Which wasn't exactly pleasing apparently to the troll. Not that the guy acted upon what was quite likely some pretty intense annoyance if the crackling of energy around his head was really any estimate.

"I can't even believe how insufferably maddening you are."

"Jealous?"

"Not likely," the troll responded, shaking his head.

Then, the red-blue energy holding Dave to the wall was gone, and he was falling to his knees. The troll had already turned away and was floating slowly down the hall. Which Dave really wasn't going to be having any of. There was no way he was leaving this bubble after getting his ass handed to him, so to speak, by a psychic troll. Not without coming out of it with something. His brother would never brook with that.

"You're just going to walk away? That really shows how impressive you are. No, wait, the word I was looking for was pathetic."

That got the troll to freeze in place. Even gave Dave a chance to get to his feet and brush himself free of imagined dust

"Which I really care about your opinions on," he grumbled, not even turning back to look at Dave.

"So you died. Big deal. We all did. I do more than most. I'm a time player, comes with the territory. So your friend killed you, big whoop. I've met mes that have dealt with that before. But, see, the difference between us is that Striders, we don't let it get us down. We keep on going. Nothing keeps a Strider down."

"Well I'm not one of you human Striders, now am I?" the troll snapped.

"So?"

"So it means I don't have to listen to what you have to say," he said, turning back around.

"Doesn't mean it isn't a good way to live."

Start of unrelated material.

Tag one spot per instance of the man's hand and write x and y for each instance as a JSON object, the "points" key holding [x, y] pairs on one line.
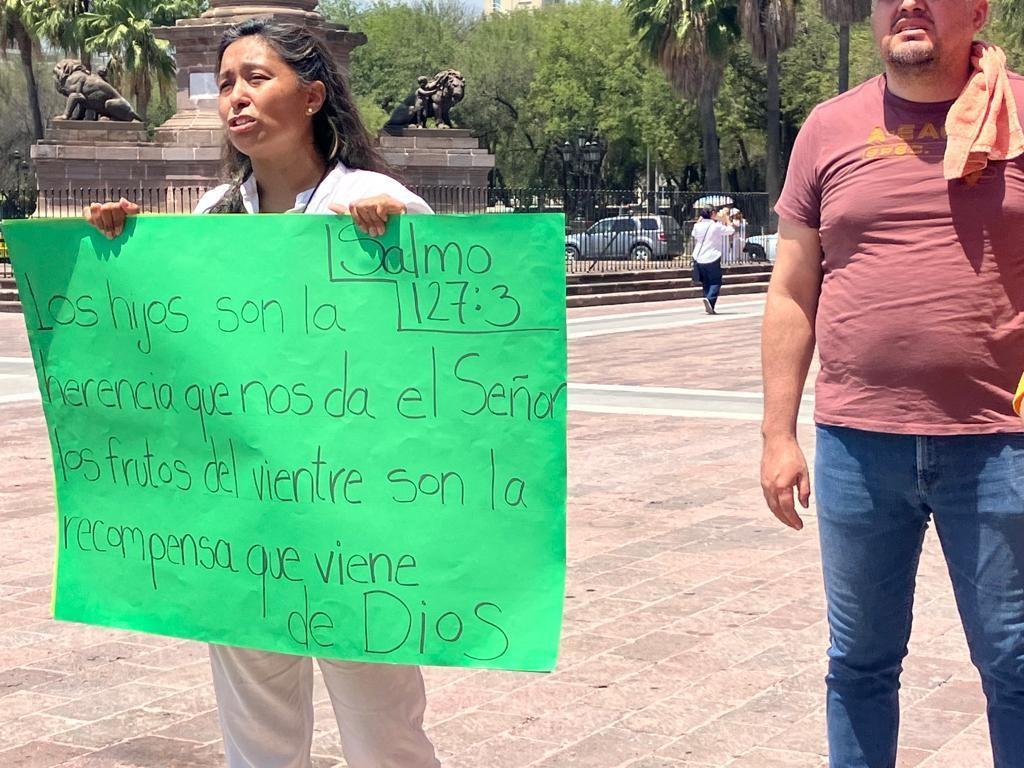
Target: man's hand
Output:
{"points": [[782, 468], [370, 214], [110, 217]]}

"Like I need life lessons from you."

"Seems to me you do it all you do with your days is remember what life used to be and throw stuff at visitors. Where's the fun in that?"

The troll seemed to be glowering at him through their shades, not that Dave could really tell. Still, he smiled confidently and strode towards the troll and held out his hand.

"Dave Strider. Give me a few days and I'll teach you the value of the afterlife."

Silence, and then a hand in his, grip surprisingly firm for a spindly troll like this.

"Sollux Captor. How about I just hand you your ass in another fight."

"I don't want to embarrass you when it comes to a real brawl. You might recover better from me kicking your gray ass in some video games."

Sollux smirked. "I'd like you see you try."

This, Dave thought, could be the start of a rather beautiful friendship.